So sehr lange gibt es die Rollatoren noch gar nicht. Ich kann mich gut erinnern, als ich vor 22 Jahren hier in CDF meinen Dienst antrat – standen, wenn Feierabendkreis war – vor dem KGH immer einige Kinderwagen. Zuerst dachte ich – in CDF gibt es aber junge Omis und Opis. Bis ich begriff, dass dies eine Art Gehhilfe war. Ein ausrangierter Kinderwagen war sozusagen der Vorläufer des Rollators.
Erfunden wurde der Rollator 1978 von der gehbehinderten Schwedin Aina Wifalk. Mithilfe einer Firma ließ sie einen Prototyp anfertigen. Seit 1990 gibt es Rollatoren auch im deutschsprachigen Raum.
Die wichtigste Funktion des Rollators ist es, gehbehinderten Menschen oder Senioren als dauerhafte Stütze beim Laufen zu dienen. Man kann sich auf diese Weise leichter fortbewegen.
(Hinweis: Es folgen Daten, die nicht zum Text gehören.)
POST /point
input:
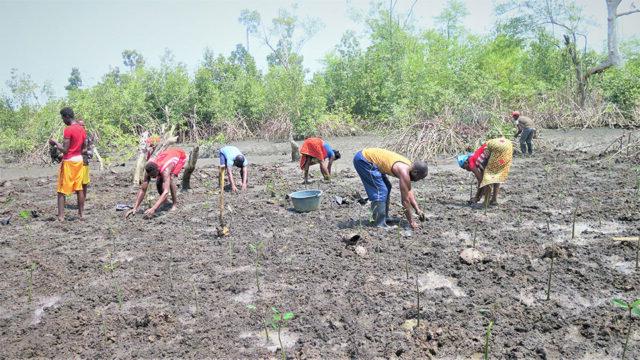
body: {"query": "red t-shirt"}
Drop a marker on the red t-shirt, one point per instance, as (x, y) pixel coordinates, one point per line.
(76, 135)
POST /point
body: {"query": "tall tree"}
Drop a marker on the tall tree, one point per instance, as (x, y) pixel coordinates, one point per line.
(450, 19)
(568, 17)
(251, 20)
(132, 59)
(75, 80)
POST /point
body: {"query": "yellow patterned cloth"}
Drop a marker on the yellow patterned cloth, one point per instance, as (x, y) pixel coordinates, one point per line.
(384, 159)
(500, 157)
(85, 175)
(70, 176)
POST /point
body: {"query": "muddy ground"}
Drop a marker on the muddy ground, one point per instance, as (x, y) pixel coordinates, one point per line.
(106, 287)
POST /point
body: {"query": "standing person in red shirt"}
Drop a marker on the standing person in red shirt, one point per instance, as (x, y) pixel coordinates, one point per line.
(72, 165)
(165, 167)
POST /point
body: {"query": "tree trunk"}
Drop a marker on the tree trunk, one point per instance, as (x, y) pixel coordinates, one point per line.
(188, 170)
(142, 152)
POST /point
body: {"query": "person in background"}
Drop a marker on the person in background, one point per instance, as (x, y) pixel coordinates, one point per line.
(373, 165)
(165, 168)
(526, 130)
(232, 156)
(317, 151)
(490, 163)
(71, 170)
(87, 155)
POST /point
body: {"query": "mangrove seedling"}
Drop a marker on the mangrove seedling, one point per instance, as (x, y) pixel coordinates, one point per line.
(417, 302)
(551, 252)
(634, 309)
(279, 321)
(263, 320)
(475, 233)
(32, 267)
(487, 337)
(195, 296)
(573, 225)
(258, 251)
(119, 295)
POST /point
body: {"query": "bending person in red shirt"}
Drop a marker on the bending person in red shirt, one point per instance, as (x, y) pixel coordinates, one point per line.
(165, 167)
(71, 172)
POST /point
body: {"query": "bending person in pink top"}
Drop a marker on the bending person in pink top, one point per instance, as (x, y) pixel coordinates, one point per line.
(165, 167)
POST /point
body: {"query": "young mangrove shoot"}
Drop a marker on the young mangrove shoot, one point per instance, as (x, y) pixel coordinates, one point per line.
(573, 225)
(263, 320)
(279, 321)
(258, 250)
(32, 267)
(634, 309)
(418, 302)
(487, 337)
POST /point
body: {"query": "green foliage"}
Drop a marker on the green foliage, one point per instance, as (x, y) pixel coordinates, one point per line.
(401, 75)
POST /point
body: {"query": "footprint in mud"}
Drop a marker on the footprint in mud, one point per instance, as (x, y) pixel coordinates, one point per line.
(288, 338)
(42, 306)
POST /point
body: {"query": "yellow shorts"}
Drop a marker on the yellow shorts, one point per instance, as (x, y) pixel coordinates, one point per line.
(70, 177)
(85, 175)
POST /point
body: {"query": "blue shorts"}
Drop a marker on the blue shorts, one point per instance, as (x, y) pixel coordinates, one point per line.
(376, 184)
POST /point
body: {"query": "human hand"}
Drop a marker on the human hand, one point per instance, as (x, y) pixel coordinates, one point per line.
(415, 225)
(149, 213)
(129, 213)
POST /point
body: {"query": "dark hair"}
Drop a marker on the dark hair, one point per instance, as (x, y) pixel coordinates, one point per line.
(419, 170)
(67, 113)
(151, 167)
(239, 161)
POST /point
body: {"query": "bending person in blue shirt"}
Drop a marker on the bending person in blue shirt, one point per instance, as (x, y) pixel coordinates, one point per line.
(231, 156)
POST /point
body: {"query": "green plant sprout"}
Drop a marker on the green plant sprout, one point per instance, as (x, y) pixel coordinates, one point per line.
(634, 309)
(111, 264)
(487, 337)
(573, 225)
(195, 295)
(119, 295)
(279, 321)
(417, 302)
(549, 280)
(263, 321)
(258, 250)
(32, 267)
(475, 233)
(24, 214)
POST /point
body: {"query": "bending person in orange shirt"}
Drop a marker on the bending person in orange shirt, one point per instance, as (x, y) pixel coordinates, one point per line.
(165, 167)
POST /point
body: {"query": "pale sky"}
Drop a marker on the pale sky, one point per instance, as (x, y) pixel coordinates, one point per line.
(46, 38)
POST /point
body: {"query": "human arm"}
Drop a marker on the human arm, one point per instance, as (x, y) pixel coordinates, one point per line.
(326, 173)
(139, 197)
(230, 178)
(62, 147)
(331, 160)
(166, 188)
(245, 177)
(406, 194)
(307, 163)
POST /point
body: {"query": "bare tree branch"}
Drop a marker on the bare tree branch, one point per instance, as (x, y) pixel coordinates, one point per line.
(628, 12)
(409, 13)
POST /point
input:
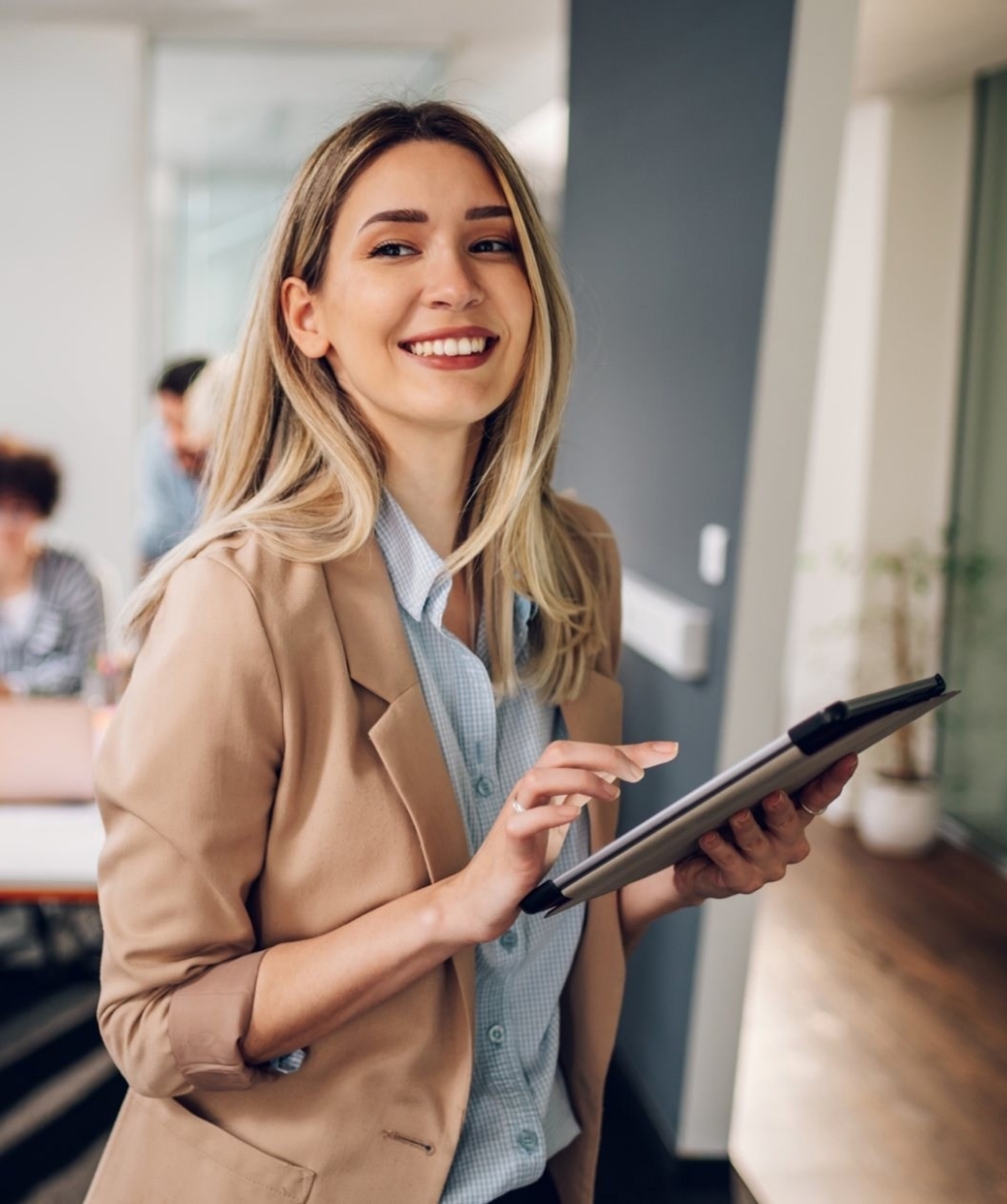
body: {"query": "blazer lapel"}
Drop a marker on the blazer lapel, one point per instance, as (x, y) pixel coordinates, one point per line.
(381, 660)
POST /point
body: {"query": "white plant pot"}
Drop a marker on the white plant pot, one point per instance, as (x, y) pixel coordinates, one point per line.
(898, 818)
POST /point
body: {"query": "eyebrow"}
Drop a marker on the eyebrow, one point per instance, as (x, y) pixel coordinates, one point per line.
(416, 215)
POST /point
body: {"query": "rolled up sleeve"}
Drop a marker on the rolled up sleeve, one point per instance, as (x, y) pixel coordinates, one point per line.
(186, 783)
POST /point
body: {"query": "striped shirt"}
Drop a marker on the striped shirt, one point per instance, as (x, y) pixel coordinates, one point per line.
(518, 1113)
(50, 649)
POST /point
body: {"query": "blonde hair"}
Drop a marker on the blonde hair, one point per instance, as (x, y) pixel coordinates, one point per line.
(295, 462)
(205, 399)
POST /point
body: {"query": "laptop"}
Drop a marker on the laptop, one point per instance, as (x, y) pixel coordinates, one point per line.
(46, 751)
(792, 761)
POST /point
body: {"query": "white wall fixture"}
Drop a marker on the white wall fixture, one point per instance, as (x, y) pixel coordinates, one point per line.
(667, 630)
(712, 553)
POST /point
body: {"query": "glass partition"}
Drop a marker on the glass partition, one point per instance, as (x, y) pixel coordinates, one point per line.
(974, 761)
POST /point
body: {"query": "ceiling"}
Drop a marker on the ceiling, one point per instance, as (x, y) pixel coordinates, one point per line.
(904, 44)
(919, 46)
(432, 23)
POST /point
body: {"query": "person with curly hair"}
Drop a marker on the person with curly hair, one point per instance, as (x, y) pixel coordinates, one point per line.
(52, 619)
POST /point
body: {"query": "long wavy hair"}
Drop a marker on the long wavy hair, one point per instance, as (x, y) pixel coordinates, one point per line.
(295, 462)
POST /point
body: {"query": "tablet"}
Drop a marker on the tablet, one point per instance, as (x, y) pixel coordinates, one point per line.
(792, 761)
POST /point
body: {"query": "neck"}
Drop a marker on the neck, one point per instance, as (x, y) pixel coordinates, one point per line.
(16, 570)
(430, 479)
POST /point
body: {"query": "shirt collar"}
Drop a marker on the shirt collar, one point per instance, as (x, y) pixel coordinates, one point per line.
(416, 572)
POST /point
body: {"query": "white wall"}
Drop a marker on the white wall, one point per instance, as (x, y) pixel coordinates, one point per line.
(71, 109)
(822, 639)
(879, 468)
(817, 98)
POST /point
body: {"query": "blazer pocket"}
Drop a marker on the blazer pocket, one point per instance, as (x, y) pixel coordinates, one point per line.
(162, 1154)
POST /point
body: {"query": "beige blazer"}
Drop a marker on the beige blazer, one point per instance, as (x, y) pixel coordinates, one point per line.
(272, 773)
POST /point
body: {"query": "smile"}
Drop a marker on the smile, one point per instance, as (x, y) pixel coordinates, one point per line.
(451, 348)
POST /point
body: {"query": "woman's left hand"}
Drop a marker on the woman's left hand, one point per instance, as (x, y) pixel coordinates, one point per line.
(753, 856)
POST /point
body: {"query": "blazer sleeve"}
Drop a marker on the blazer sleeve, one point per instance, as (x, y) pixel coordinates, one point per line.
(186, 781)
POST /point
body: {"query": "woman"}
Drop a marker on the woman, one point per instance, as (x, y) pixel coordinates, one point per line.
(52, 620)
(376, 692)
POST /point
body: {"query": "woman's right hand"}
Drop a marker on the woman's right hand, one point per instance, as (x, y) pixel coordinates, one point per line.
(525, 838)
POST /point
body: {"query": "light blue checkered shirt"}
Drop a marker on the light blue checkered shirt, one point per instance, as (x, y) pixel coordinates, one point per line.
(518, 1113)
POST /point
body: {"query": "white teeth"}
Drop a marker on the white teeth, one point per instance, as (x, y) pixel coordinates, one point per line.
(448, 347)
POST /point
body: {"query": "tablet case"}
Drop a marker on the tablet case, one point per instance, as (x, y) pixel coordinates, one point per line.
(788, 763)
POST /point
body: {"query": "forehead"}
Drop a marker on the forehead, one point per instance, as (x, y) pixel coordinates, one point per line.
(430, 176)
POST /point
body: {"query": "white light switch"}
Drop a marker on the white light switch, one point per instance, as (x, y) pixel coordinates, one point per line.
(712, 554)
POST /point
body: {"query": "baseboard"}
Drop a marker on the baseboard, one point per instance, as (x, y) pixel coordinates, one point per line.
(636, 1167)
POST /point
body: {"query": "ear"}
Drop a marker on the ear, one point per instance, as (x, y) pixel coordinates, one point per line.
(303, 321)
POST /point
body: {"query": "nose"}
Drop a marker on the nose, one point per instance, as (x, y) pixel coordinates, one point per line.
(452, 282)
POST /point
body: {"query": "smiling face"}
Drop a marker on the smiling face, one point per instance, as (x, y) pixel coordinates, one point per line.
(424, 311)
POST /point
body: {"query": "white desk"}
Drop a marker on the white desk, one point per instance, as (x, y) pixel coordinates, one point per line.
(49, 851)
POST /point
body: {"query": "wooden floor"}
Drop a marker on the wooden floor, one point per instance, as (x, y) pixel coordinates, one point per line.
(873, 1059)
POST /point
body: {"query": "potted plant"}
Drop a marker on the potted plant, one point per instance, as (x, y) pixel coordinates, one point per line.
(898, 807)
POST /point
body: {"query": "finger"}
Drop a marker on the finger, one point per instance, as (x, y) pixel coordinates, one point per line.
(532, 823)
(540, 785)
(738, 873)
(782, 817)
(650, 752)
(749, 837)
(608, 758)
(817, 795)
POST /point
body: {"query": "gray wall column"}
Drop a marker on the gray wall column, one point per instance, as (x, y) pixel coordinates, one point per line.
(677, 108)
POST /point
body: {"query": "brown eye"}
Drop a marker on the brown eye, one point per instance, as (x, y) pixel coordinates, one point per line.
(391, 251)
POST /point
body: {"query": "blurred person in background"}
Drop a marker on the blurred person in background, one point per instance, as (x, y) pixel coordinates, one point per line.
(204, 404)
(167, 479)
(52, 620)
(375, 700)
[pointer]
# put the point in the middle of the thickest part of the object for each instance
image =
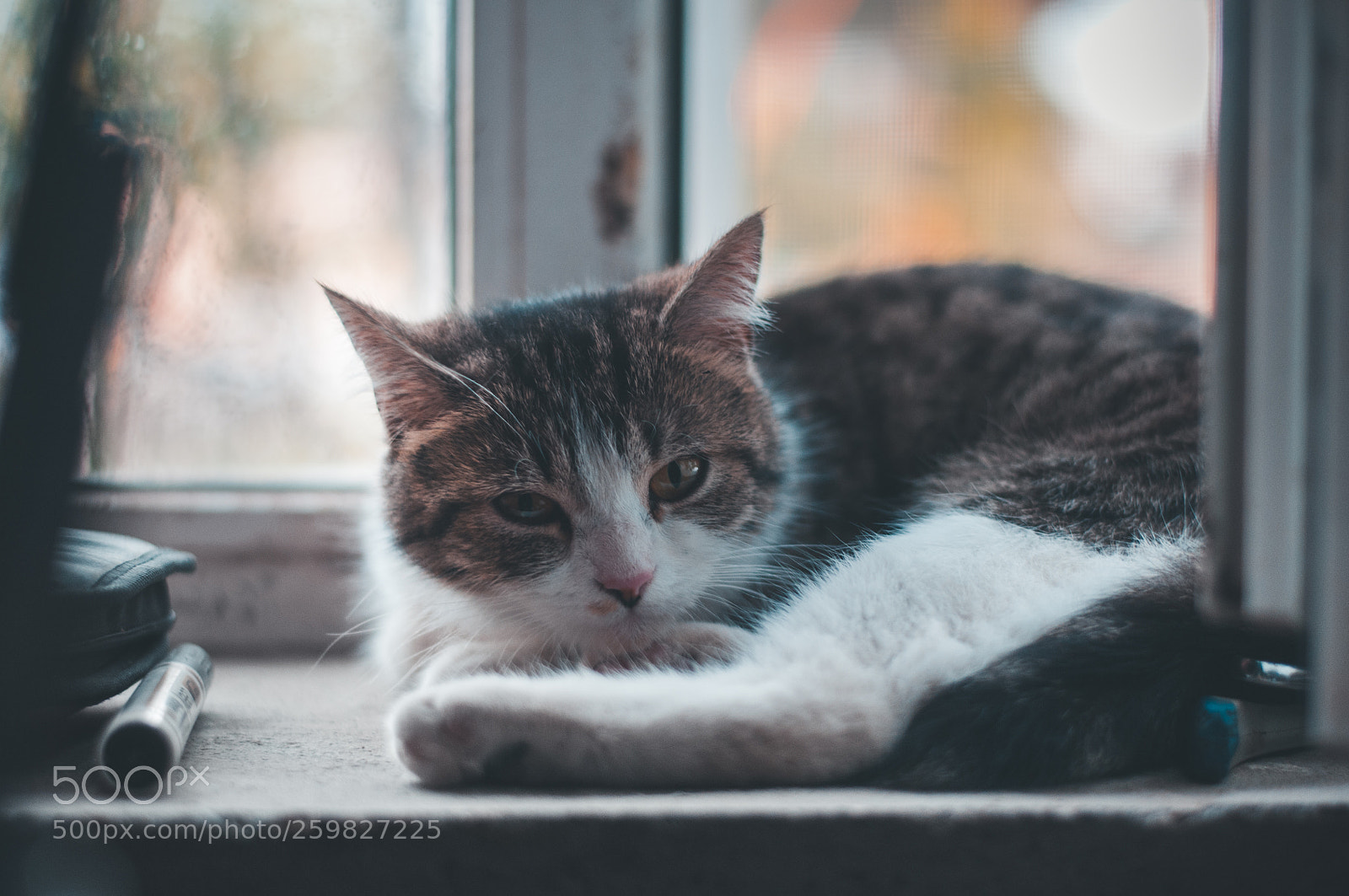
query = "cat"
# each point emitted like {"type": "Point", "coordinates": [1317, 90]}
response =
{"type": "Point", "coordinates": [932, 528]}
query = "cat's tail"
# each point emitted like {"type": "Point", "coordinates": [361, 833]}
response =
{"type": "Point", "coordinates": [1105, 693]}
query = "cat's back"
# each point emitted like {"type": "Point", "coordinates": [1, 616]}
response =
{"type": "Point", "coordinates": [897, 373]}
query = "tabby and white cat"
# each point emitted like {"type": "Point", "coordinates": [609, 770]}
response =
{"type": "Point", "coordinates": [932, 528]}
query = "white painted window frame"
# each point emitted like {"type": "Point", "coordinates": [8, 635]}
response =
{"type": "Point", "coordinates": [1278, 400]}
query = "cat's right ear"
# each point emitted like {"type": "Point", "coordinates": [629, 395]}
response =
{"type": "Point", "coordinates": [411, 389]}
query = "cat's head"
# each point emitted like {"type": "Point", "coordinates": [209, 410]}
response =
{"type": "Point", "coordinates": [593, 466]}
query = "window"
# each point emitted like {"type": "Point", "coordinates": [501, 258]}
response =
{"type": "Point", "coordinates": [298, 142]}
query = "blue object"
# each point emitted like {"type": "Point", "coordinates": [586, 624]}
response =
{"type": "Point", "coordinates": [1214, 737]}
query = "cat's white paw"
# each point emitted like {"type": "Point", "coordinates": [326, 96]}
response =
{"type": "Point", "coordinates": [476, 729]}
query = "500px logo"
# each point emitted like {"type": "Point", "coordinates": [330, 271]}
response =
{"type": "Point", "coordinates": [137, 783]}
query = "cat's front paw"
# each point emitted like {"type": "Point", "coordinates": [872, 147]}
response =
{"type": "Point", "coordinates": [685, 648]}
{"type": "Point", "coordinates": [503, 729]}
{"type": "Point", "coordinates": [445, 741]}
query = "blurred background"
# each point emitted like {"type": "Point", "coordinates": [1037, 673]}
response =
{"type": "Point", "coordinates": [307, 141]}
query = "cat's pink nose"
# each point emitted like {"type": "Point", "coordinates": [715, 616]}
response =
{"type": "Point", "coordinates": [627, 588]}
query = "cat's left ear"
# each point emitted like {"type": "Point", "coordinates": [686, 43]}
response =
{"type": "Point", "coordinates": [717, 307]}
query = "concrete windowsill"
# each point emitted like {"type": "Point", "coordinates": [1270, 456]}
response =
{"type": "Point", "coordinates": [285, 743]}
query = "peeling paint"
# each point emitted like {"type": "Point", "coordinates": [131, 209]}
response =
{"type": "Point", "coordinates": [615, 190]}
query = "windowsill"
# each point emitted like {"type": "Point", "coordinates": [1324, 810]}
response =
{"type": "Point", "coordinates": [274, 566]}
{"type": "Point", "coordinates": [289, 741]}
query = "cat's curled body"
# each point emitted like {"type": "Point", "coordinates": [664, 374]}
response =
{"type": "Point", "coordinates": [932, 528]}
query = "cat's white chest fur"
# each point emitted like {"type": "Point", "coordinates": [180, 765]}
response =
{"type": "Point", "coordinates": [822, 691]}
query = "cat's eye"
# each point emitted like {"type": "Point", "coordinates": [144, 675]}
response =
{"type": "Point", "coordinates": [679, 478]}
{"type": "Point", "coordinates": [529, 507]}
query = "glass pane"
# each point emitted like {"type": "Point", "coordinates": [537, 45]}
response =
{"type": "Point", "coordinates": [300, 142]}
{"type": "Point", "coordinates": [1065, 134]}
{"type": "Point", "coordinates": [26, 29]}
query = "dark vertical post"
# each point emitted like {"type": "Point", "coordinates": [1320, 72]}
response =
{"type": "Point", "coordinates": [65, 242]}
{"type": "Point", "coordinates": [1227, 345]}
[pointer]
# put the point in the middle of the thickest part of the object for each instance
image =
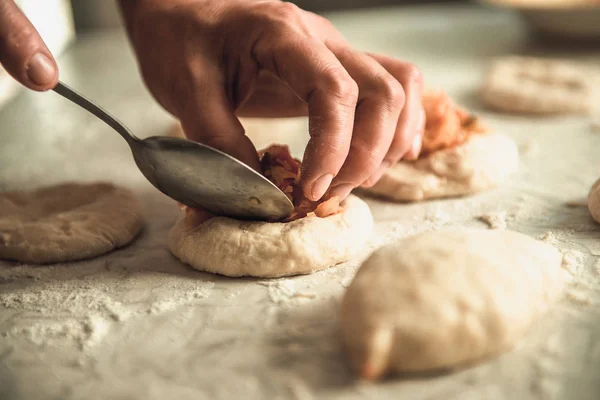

Zusammengesetzt wird ein Gehwagen aus vier Stützen, die zumeist aus Stahl sind, sowie zwei oder vier Rädern. Manche Exemplare verfügen über zwei Vorderräder und zwei Stopper aus Gummi an der Hinterseite oder je zwei Vorder- und Hinterräder.
Die Anwendung eines Rollators ist einfach. So umfasst man bei der Fortbewegung die Haltegriffe des Gehwagens mit beiden Händen. Mit Hand- oder Armbewegungen schiebt der Benutzer die Gehhilfe vor sich her. Auf diese Weise werden die Füße weniger belastet und Gleichgewichtsverluste ausgeglichen.
Wichtig ist, dass sich die Bremsen leicht bedienen lassen und die Räder problemlos laufen.[1]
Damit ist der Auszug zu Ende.